Can "protecting minors" and "purpose-driven legislation" create a slippery slope?

We often hear arguments for new legislation to “protect children”.  And we often hear that the freedom to possess or create something can be taken away if it serves no valid “purpose”.

The obvious application of these arguments is in the gun control debate, particularly with respect to possessing assault weapons or rapidly loading magazines, which do seem to have no legitimate use for most civilians.

You could use the same kind of thinking to restrict Internet freedom, particularly in the user-generated content area.  You could try to justify removing Section 230 downstream liability protections for service providers, for example to prevent reputation extortion or cyberbullying.  You could justify exposing ordinary sites or providers to more possibility to protect minors’ privacy (as with COPPA rules).  You could even justify some future reincarnation of COPA itself.

The “purpose” argument (used in gun control) because it can also play into a legal doctrine called “implicit content”, mentioned during the bench trial of COPA in Philadelphia in 2006. A blog posting or website object could be deemed illegal if the likely potential benefit that could be expected to accrue to the poster was illegal.  In that world, sites that earn money might actually be legally more legitimate, because making a living is a legitimate “purpose.”

So does gun control represent a legally slippery slope that can spread to other areas?
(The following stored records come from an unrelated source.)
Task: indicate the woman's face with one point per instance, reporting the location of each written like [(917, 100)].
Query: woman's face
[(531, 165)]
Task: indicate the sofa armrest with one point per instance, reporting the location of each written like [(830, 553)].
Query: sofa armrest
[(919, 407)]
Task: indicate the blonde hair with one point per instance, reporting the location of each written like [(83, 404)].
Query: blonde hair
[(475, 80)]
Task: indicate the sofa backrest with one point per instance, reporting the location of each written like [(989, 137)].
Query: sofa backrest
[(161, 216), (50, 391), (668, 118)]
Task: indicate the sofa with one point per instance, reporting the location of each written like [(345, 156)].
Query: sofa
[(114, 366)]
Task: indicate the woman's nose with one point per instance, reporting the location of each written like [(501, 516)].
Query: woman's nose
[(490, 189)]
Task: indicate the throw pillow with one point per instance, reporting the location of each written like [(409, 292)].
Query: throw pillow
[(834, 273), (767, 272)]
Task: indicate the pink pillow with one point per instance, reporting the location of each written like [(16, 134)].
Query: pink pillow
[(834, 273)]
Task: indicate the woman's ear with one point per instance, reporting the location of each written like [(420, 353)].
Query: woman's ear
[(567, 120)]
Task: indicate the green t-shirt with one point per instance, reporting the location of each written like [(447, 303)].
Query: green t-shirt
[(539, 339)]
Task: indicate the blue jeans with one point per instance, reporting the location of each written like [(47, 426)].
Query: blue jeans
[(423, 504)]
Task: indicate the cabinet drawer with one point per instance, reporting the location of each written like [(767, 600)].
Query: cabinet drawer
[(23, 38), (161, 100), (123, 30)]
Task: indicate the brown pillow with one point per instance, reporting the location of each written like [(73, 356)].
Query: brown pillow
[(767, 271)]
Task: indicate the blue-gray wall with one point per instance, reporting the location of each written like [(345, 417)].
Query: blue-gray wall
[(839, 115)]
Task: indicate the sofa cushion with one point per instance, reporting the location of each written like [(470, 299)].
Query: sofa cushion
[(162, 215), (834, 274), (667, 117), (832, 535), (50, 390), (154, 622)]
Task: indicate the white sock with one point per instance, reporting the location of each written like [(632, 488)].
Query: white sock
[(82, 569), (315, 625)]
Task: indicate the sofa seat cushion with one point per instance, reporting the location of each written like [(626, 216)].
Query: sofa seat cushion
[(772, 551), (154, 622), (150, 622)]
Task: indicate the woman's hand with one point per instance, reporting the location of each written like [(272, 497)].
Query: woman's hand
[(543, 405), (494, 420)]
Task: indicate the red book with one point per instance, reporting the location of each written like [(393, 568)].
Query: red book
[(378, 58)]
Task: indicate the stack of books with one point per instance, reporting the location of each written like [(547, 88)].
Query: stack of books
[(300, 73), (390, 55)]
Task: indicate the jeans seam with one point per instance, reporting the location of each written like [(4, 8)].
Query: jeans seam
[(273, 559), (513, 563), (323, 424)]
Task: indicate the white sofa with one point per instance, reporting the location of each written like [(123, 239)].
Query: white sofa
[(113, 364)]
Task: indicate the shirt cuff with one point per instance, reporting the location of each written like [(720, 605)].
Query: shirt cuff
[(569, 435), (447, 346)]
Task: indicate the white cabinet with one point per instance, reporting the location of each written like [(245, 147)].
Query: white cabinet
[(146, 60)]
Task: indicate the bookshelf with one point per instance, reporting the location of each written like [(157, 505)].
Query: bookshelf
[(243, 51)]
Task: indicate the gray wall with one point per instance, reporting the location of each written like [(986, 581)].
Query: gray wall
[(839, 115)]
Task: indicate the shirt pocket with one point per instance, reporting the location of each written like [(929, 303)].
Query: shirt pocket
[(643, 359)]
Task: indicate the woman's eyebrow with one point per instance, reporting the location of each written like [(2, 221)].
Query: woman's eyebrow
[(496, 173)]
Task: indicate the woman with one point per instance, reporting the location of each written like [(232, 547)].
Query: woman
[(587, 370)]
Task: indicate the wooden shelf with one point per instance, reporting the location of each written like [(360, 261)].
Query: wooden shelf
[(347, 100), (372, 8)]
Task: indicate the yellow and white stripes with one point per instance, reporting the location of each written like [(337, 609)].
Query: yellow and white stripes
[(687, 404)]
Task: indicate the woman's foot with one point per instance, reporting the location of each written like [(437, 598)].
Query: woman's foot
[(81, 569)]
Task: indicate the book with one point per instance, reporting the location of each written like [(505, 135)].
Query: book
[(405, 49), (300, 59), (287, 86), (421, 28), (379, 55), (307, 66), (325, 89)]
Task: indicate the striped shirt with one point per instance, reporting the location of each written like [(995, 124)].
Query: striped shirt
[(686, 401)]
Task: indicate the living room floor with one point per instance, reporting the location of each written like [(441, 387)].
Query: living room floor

There's one other remark that has run in my mind about the Newtown tragedy in Connecticut.  It sounds as though Mrs. Lanza may have been considering not only committing Adam, but also taking away his computer access and his whole world.  It sounds as though she may have introduced him to weapons earlier to "make a man out of him".  It's a horrible thought, but quite common with some parents of disturbed teens boys.  The National Enquirer has claimed that Mrs. Lanza was a "Doomsday Prepper" and had probably preached to her son that the world would end on Dec. 21, 2012.